What is regularity?

Question

This is more of a computer science question than a programming one, but I figure that this is the best place out of all the related sites to ask this.

When I discovered Regular Expressions and looked up the term I assumed that this property of "regularity" refers to the fact that the expression's language has a definable structural pattern. However, in reading about the subject and the theory behind this I learned that there are kinds of languages that are not regular, and yet from the way they are defined it's clear that a pattern can be matched to them. One such language is (a^n)(b^n). Clearly this is a pattern, and yet this is not a regular language. So now I'm left wondering what is it about regular languages that makes them regular, and this language not?

Answer 1

The etymology of the name comes from Kleene's 1950s work describing regular sets using his mathematical notation created for the purpose. See this.

Answer 2

The word regular in regular expression refers to the Mathematical concept of regular, not the English concept. Just like how the word prime in mathematics bear little relation to prime beef.

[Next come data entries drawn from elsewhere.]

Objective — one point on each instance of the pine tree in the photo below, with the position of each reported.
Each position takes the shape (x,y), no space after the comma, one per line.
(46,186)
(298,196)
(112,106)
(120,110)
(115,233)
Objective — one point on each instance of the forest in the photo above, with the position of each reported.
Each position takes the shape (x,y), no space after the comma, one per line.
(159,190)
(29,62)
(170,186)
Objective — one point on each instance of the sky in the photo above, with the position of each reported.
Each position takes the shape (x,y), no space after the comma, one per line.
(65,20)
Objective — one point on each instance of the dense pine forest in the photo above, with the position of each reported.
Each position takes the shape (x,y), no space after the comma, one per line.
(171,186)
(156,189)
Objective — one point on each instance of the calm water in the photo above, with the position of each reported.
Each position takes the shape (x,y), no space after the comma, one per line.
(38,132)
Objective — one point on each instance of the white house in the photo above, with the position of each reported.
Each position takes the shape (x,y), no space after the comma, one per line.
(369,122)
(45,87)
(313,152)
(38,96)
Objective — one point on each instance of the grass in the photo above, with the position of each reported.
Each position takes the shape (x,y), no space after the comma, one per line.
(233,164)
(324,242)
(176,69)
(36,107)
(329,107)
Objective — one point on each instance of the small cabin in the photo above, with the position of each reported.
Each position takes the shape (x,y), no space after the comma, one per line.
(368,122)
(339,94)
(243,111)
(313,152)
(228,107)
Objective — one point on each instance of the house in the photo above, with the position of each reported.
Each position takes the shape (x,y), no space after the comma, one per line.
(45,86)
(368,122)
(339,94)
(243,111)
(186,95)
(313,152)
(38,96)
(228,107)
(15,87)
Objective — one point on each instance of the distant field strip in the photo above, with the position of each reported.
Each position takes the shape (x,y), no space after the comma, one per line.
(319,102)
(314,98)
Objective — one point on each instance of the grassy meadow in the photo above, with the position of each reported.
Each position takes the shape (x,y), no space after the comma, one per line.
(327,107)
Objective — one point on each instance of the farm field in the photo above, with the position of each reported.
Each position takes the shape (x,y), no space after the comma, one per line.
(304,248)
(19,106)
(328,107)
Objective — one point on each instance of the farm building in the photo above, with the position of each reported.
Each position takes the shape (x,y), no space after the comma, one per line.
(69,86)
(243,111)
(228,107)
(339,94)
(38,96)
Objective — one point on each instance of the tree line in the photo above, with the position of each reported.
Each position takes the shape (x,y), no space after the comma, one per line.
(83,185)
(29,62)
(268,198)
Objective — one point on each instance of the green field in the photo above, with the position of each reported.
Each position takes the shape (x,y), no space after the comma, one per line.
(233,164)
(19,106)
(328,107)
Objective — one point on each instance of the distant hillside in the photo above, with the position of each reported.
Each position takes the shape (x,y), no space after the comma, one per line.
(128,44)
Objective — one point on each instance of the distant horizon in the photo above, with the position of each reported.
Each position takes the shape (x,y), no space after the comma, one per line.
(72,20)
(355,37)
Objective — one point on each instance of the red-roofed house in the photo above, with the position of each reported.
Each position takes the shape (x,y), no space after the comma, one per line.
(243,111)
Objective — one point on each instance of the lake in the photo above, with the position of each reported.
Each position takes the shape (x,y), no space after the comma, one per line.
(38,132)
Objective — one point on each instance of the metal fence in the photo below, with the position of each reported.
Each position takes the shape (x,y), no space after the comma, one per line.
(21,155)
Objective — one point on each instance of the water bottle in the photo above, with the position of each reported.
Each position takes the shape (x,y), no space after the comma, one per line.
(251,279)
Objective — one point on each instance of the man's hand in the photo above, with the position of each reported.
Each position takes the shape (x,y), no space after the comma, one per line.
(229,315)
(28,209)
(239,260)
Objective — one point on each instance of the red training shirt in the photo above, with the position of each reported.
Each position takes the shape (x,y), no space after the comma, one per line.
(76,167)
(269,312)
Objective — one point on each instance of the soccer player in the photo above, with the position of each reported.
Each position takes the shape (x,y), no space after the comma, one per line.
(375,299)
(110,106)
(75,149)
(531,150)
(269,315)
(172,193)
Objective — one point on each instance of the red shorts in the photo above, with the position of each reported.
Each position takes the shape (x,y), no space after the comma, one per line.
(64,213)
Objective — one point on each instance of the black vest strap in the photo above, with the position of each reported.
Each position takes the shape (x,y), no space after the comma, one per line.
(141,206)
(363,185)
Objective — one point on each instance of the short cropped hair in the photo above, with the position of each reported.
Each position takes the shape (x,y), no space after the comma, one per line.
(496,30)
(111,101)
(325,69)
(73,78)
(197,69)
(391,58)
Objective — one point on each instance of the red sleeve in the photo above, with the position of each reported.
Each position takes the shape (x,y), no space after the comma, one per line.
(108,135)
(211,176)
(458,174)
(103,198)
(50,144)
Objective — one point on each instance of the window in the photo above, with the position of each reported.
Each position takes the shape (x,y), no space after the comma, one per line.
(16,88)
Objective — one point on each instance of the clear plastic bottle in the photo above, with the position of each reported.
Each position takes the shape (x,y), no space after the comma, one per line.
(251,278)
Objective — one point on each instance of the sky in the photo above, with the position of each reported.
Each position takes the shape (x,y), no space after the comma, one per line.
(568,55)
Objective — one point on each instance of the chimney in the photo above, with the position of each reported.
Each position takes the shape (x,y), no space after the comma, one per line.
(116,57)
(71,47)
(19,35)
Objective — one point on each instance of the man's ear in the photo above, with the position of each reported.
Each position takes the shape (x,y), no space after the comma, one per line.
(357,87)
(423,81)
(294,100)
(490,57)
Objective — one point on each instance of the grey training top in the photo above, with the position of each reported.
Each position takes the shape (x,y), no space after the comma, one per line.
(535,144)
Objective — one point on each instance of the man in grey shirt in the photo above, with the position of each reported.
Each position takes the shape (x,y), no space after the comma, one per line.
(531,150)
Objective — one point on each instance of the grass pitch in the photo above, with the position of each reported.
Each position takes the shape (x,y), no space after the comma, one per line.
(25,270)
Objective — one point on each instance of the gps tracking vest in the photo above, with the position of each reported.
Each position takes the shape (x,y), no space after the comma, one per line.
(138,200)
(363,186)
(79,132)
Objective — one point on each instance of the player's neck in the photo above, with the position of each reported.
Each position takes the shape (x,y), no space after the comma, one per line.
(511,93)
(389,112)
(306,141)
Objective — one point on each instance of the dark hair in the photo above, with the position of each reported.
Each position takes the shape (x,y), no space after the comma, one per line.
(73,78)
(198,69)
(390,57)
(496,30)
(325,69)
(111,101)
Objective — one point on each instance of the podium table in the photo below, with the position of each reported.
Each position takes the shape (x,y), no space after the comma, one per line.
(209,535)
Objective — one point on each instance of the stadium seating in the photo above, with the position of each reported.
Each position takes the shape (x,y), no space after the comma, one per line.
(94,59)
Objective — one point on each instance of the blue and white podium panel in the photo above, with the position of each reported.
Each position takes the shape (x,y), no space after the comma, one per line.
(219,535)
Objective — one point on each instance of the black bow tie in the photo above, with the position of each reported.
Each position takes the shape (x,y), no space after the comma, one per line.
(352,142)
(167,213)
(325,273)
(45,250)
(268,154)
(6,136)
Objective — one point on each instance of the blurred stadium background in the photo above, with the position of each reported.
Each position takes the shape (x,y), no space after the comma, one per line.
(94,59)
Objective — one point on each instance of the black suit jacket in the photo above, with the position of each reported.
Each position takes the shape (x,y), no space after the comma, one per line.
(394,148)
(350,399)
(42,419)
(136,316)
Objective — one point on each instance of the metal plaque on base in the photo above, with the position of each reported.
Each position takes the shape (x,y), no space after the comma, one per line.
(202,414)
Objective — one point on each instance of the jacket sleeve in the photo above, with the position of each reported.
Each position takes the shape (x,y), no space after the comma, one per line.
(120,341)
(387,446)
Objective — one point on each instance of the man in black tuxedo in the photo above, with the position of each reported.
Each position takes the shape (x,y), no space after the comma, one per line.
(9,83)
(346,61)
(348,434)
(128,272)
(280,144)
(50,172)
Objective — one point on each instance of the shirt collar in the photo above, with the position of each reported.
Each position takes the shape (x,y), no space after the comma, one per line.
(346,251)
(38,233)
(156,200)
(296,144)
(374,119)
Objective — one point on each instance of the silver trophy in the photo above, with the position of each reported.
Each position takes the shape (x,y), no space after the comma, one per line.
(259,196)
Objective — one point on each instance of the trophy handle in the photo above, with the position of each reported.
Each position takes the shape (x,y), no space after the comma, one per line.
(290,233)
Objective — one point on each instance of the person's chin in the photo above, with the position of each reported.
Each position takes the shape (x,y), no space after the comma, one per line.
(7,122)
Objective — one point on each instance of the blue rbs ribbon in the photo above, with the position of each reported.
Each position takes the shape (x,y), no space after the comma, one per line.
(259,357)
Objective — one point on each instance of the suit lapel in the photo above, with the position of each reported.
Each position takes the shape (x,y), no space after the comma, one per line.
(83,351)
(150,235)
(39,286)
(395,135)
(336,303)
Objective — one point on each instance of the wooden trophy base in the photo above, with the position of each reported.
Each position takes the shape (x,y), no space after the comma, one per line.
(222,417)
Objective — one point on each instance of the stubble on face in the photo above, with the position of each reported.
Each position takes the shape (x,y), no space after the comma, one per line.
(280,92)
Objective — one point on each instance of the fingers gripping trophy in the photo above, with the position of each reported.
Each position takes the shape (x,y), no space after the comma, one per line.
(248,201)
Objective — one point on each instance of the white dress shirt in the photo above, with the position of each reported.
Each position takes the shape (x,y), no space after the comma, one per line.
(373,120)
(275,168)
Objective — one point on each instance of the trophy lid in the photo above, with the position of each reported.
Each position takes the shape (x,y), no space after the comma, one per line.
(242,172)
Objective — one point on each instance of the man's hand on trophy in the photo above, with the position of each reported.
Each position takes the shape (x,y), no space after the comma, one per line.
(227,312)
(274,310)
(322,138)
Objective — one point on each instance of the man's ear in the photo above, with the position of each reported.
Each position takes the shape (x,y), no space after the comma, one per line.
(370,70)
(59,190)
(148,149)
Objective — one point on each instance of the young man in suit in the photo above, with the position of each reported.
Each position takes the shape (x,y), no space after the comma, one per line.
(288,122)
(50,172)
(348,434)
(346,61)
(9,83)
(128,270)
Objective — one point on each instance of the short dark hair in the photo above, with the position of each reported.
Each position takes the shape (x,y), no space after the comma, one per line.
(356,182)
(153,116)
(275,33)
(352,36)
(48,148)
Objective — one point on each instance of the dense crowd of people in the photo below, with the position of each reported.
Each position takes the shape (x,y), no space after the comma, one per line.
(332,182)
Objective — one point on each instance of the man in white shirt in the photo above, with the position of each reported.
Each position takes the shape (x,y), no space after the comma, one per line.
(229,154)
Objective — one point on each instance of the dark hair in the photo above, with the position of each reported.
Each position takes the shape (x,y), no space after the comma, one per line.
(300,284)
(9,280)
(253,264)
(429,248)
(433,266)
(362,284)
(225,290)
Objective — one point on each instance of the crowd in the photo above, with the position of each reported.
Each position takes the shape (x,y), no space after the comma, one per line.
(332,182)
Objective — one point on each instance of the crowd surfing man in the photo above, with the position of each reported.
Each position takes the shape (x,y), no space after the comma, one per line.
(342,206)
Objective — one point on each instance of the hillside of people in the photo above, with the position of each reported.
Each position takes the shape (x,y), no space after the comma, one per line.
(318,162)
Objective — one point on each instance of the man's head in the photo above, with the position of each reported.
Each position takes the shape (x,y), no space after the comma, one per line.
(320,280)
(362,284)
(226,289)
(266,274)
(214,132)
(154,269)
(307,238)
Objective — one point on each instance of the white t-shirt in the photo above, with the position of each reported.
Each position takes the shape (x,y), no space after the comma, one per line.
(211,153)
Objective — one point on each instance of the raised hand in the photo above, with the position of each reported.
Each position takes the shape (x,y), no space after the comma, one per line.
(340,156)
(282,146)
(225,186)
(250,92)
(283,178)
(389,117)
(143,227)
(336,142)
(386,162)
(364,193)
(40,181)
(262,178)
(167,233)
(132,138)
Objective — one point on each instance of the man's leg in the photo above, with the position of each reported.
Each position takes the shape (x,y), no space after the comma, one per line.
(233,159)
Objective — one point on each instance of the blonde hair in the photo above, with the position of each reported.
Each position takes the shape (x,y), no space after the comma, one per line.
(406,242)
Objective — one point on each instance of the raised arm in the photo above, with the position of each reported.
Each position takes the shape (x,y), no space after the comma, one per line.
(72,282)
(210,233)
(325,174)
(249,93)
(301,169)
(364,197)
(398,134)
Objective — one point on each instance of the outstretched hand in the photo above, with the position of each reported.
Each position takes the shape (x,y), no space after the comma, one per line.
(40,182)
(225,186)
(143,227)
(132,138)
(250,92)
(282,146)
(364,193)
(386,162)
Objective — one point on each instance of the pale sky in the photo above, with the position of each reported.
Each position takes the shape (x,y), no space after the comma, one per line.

It's inherited by CS (which is a branch of mathematics) to refer to a more specific concept: http://en.wikipedia.org/wiki/Regular_language

Answer 3

regular expression are not really regular, the name is etymological.

Answer 4

Perhaps the Wikipedia article on regular languages can explain it better than we can. However, I'll give it a shot.

From a theoretical standpoint, a regular language (set of strings) is one that can be generated using a finite state automaton. In programmer terms, this is equivalent to saying it can be generated using regular expressions. Thus, all finite languages (sets of strings) are regular, but there are some infinite languages, such as aⁿbⁿ (the language of all strings of n a's followed by n b's) that cannot be recognized using a FSA or regular expressions. There are more powerful computational devices (such as modern computers, which are modeled using Turing Machines) which can recognize those languages.

The reason regular expressions are used so much in programming for string searching is that they can recognize the large majority of strings that are important to us programmers, and at the same time can be implemented to search very quickly using finite state automata.

Answer 5

Intuitively explaining computer science is... tricky. I'll give it a shot, but keep in mind that some of this is going to be "close enough" but not theoretically rigorous.

A regular language is one that can be decided by a machine that is computational equivalent to a finite automata (DFA/NDFA). A finite automata can be thought of as a machine that operates purely in states, no storage. So you can see that aⁿbⁿ cannot be regular as it requires a machine that can count the number of a's and b's (and thus must have infinite* storage capacity) in order to compare them.

For comparison, (abc)ⁿ is regular, because the number of repetitions is irrelevant.

For a more rigorous (and correspondingly denser view) check the wikipedia article and linked pages.

_{*The infinite doesn't matter here, but I mention it for completeness. It might be easier to think of it as "luckily, always just enough" storage.}